At this year’s Burning Man, which runs from Aug. 30 to Sept. 7, virtual reality is joining the fray. A camp dedicated to VR will feature live demos of the immersive technology, VR-made art projected on a 36-foot screen, as well as dancers in motion-capture suits whose movements will be mapped onto giant animated robots and Godzilla-like monsters.
“We met at Burning Man, smoking hookah,” lead organizer Shannon Norrell said of his co-organizer, Dara Bonakdar. “I was just like, ‘Dude. You work in VR. I work in VR. We gotta bring VR to Burning Man.'”
Bonakdar said VR apps like Tilt Brush, a Google-owned app that lets users paint in 3-D, will fit right in with the festival’s themes of art and self-expression.
“Not everything can be built on the exterior,” he said. “Not everything can be built on the playa. Not everyone can build a Serpent Mother. They can build something expressive in VR.”
Camp supporter and VR enthusiast Cris Miranda, who will be attending Burning Man for the first time this year, said he expects the tech will also nestle nicely into Burners’ famously liberal attitudes toward drugs.
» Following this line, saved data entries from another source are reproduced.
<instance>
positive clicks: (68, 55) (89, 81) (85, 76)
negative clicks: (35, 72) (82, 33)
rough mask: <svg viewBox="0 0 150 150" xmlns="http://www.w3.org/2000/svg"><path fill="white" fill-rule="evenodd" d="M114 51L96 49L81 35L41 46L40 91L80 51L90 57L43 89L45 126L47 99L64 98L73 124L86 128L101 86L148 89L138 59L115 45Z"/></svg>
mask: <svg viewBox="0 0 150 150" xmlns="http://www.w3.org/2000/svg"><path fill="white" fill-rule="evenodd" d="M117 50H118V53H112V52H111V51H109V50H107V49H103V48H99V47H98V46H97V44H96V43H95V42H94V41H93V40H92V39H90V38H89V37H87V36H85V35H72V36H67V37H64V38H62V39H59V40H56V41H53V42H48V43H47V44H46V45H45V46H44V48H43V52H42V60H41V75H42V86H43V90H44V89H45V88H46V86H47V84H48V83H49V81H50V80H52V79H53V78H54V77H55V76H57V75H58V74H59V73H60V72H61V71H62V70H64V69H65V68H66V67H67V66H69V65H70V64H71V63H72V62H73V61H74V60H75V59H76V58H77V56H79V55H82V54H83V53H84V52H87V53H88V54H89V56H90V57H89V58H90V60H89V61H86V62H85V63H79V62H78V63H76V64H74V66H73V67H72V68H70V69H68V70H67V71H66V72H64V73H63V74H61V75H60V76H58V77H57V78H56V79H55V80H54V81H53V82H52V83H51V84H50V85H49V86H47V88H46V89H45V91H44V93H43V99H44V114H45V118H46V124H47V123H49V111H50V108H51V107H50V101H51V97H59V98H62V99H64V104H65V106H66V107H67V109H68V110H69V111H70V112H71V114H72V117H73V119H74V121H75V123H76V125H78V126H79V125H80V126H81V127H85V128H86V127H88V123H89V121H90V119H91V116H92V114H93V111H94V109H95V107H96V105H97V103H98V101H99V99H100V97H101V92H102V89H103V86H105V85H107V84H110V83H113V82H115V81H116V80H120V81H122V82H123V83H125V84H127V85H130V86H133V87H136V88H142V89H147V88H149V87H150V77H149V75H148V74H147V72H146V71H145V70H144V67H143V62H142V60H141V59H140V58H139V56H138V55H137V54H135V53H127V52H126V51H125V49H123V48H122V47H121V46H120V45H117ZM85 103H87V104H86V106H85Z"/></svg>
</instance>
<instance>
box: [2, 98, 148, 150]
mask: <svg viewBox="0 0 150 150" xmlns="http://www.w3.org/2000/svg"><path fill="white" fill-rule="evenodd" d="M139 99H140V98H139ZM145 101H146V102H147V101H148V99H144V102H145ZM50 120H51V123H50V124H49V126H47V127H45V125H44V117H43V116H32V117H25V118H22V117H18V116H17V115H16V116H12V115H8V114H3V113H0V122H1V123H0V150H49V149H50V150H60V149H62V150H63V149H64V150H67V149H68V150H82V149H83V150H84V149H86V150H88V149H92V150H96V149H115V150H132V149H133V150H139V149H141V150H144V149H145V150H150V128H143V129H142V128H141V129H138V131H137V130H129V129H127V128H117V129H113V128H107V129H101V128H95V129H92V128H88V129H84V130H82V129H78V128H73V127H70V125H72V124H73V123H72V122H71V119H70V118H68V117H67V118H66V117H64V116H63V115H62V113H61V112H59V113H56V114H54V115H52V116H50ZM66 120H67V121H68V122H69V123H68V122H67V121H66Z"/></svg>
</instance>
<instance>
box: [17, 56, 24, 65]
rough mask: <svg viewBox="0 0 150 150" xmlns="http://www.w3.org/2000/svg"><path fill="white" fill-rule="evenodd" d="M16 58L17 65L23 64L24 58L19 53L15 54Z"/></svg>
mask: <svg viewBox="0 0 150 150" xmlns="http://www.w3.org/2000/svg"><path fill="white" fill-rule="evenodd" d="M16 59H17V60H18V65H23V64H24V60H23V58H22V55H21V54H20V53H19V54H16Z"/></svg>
“Here’s the thing about edibles: Marijuana edibles are not hallucinogenic, in the visual sense,” Miranda said. “You can have audio hallucinations, and some shaking of reality, but nothing visual. With VR, it becomes visually psychedelic.”
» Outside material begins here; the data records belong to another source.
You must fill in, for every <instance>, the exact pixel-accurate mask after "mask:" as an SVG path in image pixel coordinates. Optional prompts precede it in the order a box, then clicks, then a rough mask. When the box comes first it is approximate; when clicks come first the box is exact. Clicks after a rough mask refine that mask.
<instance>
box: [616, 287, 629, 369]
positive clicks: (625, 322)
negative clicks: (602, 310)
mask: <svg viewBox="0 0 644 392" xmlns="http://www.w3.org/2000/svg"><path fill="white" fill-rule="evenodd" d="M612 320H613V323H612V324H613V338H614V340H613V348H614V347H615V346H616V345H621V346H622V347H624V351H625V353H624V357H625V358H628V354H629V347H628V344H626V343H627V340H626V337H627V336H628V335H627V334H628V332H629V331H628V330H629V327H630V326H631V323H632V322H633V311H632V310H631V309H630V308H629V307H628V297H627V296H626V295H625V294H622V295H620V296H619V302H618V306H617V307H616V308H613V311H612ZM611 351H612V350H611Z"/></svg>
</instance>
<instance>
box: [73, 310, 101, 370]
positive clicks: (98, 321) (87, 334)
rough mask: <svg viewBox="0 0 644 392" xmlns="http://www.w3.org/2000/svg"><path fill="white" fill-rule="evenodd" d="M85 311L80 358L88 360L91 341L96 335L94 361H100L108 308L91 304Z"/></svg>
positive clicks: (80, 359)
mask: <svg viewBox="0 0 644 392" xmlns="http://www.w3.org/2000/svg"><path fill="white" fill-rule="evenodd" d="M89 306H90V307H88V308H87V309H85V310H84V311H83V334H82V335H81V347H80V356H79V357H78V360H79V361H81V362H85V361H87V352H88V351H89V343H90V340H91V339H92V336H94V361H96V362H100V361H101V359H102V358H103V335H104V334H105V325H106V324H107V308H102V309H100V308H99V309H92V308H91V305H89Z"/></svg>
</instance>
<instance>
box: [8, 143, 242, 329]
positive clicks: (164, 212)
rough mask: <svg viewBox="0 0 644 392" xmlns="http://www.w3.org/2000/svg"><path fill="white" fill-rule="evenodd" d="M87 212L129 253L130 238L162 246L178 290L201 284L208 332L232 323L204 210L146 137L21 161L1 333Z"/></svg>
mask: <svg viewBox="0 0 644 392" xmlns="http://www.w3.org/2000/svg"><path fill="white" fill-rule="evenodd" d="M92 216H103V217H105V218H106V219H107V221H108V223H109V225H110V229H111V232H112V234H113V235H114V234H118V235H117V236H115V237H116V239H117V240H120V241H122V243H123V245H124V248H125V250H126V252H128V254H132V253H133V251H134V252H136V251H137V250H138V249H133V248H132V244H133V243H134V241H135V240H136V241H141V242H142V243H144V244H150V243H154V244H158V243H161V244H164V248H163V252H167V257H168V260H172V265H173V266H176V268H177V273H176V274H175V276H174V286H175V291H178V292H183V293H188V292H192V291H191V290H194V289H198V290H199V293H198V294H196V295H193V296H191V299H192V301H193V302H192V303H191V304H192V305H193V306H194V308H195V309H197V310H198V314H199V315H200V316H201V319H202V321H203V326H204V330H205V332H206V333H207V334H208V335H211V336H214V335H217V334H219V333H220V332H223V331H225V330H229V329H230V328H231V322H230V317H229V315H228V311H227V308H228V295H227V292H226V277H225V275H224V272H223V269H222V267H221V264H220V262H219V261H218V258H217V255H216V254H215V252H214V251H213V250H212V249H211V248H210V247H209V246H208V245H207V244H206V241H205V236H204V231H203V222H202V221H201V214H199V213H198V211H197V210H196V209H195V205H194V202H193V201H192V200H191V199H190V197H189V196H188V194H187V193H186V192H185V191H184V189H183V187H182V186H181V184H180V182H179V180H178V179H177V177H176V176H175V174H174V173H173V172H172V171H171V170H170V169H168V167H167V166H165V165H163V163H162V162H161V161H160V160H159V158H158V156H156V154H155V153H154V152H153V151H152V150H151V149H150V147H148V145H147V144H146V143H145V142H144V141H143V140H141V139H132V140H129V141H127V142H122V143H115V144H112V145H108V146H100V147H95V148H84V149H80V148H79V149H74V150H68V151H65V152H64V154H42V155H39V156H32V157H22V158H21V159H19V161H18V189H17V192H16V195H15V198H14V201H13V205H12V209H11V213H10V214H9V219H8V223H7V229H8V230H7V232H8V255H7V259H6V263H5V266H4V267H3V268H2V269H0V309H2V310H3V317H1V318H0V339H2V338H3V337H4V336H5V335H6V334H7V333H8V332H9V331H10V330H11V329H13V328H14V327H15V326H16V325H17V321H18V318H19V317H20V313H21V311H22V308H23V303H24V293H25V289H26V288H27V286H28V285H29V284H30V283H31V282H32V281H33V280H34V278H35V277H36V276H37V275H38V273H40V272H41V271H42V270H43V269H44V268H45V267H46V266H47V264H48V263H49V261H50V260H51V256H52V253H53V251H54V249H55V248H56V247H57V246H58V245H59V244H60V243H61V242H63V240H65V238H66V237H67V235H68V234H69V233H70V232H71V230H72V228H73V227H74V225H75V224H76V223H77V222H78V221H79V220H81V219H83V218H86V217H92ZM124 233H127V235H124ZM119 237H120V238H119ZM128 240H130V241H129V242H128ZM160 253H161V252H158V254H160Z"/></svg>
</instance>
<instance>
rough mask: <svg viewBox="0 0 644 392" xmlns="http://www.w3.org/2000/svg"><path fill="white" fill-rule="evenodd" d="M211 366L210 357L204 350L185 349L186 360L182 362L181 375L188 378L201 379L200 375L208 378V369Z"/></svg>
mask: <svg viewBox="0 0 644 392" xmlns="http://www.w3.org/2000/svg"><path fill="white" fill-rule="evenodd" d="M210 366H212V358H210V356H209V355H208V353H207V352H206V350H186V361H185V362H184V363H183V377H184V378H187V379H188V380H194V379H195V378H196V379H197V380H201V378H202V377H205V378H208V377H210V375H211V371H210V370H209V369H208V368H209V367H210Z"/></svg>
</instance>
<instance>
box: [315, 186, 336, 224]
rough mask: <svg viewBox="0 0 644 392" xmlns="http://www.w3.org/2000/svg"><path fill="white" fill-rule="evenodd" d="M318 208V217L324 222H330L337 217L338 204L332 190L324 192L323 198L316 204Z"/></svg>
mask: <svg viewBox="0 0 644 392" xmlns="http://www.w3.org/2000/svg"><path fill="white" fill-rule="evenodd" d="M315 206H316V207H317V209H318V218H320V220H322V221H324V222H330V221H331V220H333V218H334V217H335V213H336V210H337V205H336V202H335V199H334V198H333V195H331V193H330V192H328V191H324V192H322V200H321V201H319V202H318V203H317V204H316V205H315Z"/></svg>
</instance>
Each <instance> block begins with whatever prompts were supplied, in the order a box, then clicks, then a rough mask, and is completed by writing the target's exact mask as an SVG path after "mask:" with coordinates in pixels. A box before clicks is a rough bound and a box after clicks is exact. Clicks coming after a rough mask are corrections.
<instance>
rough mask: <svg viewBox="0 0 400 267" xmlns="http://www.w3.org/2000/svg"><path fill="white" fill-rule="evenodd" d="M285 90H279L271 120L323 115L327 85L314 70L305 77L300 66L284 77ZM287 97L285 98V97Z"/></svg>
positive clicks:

Sounds like a match made in heaven. But there’s just one hitch: Running a camp at Burning Man can get very, very expensive.
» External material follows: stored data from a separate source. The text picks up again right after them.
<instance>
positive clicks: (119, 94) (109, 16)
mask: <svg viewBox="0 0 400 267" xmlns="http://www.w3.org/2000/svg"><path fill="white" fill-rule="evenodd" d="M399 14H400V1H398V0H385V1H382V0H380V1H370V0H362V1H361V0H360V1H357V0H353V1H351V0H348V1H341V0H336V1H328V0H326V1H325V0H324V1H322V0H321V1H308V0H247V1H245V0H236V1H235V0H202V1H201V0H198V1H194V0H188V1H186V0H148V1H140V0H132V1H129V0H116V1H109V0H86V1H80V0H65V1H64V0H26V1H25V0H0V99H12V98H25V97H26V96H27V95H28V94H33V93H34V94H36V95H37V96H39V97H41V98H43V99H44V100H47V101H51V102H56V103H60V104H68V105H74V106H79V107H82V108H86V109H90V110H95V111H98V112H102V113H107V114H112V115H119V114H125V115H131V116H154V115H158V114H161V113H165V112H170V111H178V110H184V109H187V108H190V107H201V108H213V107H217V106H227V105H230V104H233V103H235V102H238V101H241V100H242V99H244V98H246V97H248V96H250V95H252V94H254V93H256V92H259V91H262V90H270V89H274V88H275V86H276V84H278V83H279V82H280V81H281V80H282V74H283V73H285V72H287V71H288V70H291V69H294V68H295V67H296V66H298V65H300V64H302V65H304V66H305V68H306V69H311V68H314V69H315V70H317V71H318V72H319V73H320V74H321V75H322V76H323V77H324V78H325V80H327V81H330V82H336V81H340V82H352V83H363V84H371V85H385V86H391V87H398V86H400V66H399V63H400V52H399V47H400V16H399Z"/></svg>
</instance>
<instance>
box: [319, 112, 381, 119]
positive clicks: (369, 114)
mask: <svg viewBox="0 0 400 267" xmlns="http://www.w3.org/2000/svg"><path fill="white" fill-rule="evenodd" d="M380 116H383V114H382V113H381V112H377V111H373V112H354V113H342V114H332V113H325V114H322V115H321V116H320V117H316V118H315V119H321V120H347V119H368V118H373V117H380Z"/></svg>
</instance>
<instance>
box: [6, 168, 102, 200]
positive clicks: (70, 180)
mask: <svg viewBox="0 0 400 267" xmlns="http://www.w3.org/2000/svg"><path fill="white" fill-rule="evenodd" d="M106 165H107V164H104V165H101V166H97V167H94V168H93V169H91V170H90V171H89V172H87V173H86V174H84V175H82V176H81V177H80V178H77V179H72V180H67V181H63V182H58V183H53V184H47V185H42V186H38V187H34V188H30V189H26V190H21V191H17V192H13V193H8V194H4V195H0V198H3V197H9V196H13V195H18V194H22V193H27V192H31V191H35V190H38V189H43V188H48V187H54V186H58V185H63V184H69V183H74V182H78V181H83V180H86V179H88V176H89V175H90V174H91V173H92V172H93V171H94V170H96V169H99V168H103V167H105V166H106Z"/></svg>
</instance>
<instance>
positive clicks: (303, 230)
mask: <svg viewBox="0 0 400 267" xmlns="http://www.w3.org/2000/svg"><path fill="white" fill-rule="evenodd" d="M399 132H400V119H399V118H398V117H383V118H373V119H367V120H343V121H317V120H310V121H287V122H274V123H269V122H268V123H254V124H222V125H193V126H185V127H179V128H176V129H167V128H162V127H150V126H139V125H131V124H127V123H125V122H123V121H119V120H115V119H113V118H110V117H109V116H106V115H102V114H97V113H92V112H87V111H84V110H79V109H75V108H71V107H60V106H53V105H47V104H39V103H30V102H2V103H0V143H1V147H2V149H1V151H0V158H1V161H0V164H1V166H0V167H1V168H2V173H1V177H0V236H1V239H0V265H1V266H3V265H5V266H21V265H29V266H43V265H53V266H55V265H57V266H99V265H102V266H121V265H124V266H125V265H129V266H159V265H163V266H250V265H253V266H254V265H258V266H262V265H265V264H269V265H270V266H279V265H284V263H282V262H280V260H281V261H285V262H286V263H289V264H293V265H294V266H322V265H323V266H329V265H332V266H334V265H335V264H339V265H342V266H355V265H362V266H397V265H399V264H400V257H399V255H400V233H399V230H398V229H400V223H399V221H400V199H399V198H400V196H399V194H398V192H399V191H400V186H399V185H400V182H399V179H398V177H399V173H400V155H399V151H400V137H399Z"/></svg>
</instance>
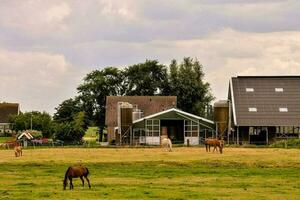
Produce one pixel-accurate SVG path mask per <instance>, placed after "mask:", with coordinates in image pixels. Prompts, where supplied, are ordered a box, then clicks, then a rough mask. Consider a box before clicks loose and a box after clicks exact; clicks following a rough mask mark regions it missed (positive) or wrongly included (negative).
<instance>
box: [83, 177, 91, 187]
mask: <svg viewBox="0 0 300 200" xmlns="http://www.w3.org/2000/svg"><path fill="white" fill-rule="evenodd" d="M84 178H85V179H86V181H87V182H88V184H89V188H91V184H90V180H89V179H88V177H87V176H84Z"/></svg>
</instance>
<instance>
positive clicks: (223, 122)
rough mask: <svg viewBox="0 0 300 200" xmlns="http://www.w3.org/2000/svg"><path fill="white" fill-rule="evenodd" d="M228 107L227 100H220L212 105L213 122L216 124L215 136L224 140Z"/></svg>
mask: <svg viewBox="0 0 300 200" xmlns="http://www.w3.org/2000/svg"><path fill="white" fill-rule="evenodd" d="M229 109H230V105H229V102H228V101H227V100H220V101H218V102H216V103H214V120H215V123H216V132H217V136H218V137H220V138H224V136H225V133H226V131H227V130H228V127H229V123H230V117H229Z"/></svg>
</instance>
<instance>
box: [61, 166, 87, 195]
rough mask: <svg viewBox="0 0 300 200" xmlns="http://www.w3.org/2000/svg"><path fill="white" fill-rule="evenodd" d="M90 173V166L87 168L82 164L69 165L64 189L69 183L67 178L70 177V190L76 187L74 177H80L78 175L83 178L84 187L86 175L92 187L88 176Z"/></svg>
mask: <svg viewBox="0 0 300 200" xmlns="http://www.w3.org/2000/svg"><path fill="white" fill-rule="evenodd" d="M88 175H89V170H88V168H86V167H84V166H82V165H78V166H72V167H69V168H68V169H67V171H66V174H65V179H64V181H63V186H64V190H65V189H66V187H67V184H68V183H67V179H69V181H70V190H71V189H73V188H74V186H73V183H72V179H73V178H78V177H79V178H80V179H81V181H82V186H83V187H84V179H83V177H84V178H85V179H86V180H87V182H88V184H89V188H91V184H90V180H89V179H88V177H87V176H88Z"/></svg>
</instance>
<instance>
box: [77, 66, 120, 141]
mask: <svg viewBox="0 0 300 200" xmlns="http://www.w3.org/2000/svg"><path fill="white" fill-rule="evenodd" d="M123 86H124V77H123V73H122V72H121V71H120V70H119V69H118V68H114V67H108V68H105V69H103V70H95V71H93V72H91V73H89V74H87V75H86V77H85V78H84V82H83V84H81V85H80V86H79V87H78V88H77V90H78V93H79V97H78V98H79V99H80V100H81V103H82V109H83V111H85V113H86V115H87V116H88V118H89V120H90V121H91V122H93V123H94V125H97V126H99V127H100V140H101V139H102V134H103V129H104V125H105V106H106V96H110V95H122V94H123V93H124V87H123Z"/></svg>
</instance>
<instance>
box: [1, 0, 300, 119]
mask: <svg viewBox="0 0 300 200" xmlns="http://www.w3.org/2000/svg"><path fill="white" fill-rule="evenodd" d="M299 10H300V1H299V0H272V1H271V0H184V1H182V0H163V1H162V0H88V1H82V0H66V1H63V0H22V1H19V0H0V91H1V94H0V102H18V103H20V107H21V111H31V110H38V111H46V112H49V113H51V114H53V113H54V112H55V107H57V106H58V105H59V104H60V103H61V102H62V101H63V100H66V99H68V98H71V97H74V96H76V88H77V86H78V85H79V84H80V83H82V79H83V77H84V76H85V75H86V74H87V73H89V72H91V71H92V70H96V69H99V70H101V69H103V68H104V67H107V66H114V67H124V66H129V65H132V64H136V63H141V62H144V61H145V60H146V59H155V60H158V61H159V62H160V63H163V64H166V65H169V64H170V61H171V60H172V59H176V60H178V61H181V60H182V59H183V57H192V58H197V59H198V60H199V61H200V63H201V64H202V65H203V70H204V72H205V80H206V81H207V82H209V83H210V84H211V88H212V93H213V94H214V96H215V97H216V100H220V99H226V98H227V93H228V82H229V79H230V77H232V76H238V75H299V74H300V20H299V19H300V12H299Z"/></svg>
Norrell estimates the VR Camp will cost about $35,000 without many bells or whistles, and has taken to crowdfunding platforms to try and defray the cost. After raising $4,000 on Indiegogo, he turned to Kickstarter to ask for $10,000. With 12 days left in the all-or-nothing campaign, the organizers have raised $1,729 of that goal.
To further cover some of the costs, and because putting out a tip jar in the Black Rock Desert is a big no-no, the organizers have accepted the help of a few companies in the industry: Google will donate some of its Cardboard VR headsets, Nvidia has contributed graphics cards to power the camp’s computers and VR arcade startup The Void is supporting the Kickstarter campaign by offering up a tour of its own secretive facilities as a reward for big donors. Bonakdar said Valve managing director Gabe Newell — a rockstar celebrity among online gamers — was maybe going to appear in a video for the camp’s Kickstarter, but it seems those talks fell through.
Sponsorships and promotions are a touchy subject at Burning Man, where well-off attendees sneer at the even better-off, who increasingly camp in luxury. Bonakdar stressed that the camp would not look like a VR conference, with company logos plastered all around; even though they are advocating newfangled technology, he and Norrell want to build the camp “the old-fashioned way,” he added.
“Burning Man, it’s not just going out there and having fun,” he said. “It’s also about self-endurance and self-reliance. It’s all the blood — well, hopefully not blood — but it’s the sweat and tears that go into it and make it that much sweeter.”
Not everyone in the VR community has been crazy about the camp idea, though. Bonakdar said some of his peers have been reluctant to support a desert camp that won’t be air-conditioned. And when he tried to post a link to the camp’s Kickstarter to Reddit, the VR enthusiasts of /r/Oculus swiftly voted it down.
“This is so dumb,” one anonymous user wrote. “People are starving and this guy is begging for money to go play VR with trustafarians in the desert? Get fucked. It’s offensive.”
“You’re in a virtual reality subreddit talking about buying PCs that might cost $1,000 or $2,000, and you’re talking about kids starving?” Bonakdar recalled himself thinking. “Come on.”
One way or another, the organizers say the VR Camp is happening. And Miranda prophesied that it will be an important proving ground for virtual reality to reach a new and different group of people who are both technical and creative.
“As the technology is becoming part of the mainstream consciousness, it’s only fitting to be making its way into these communities of creative people,” he said. “VR has a lot of programmers and a lot of dreamers. But Burning Man might be a good place to find some more.”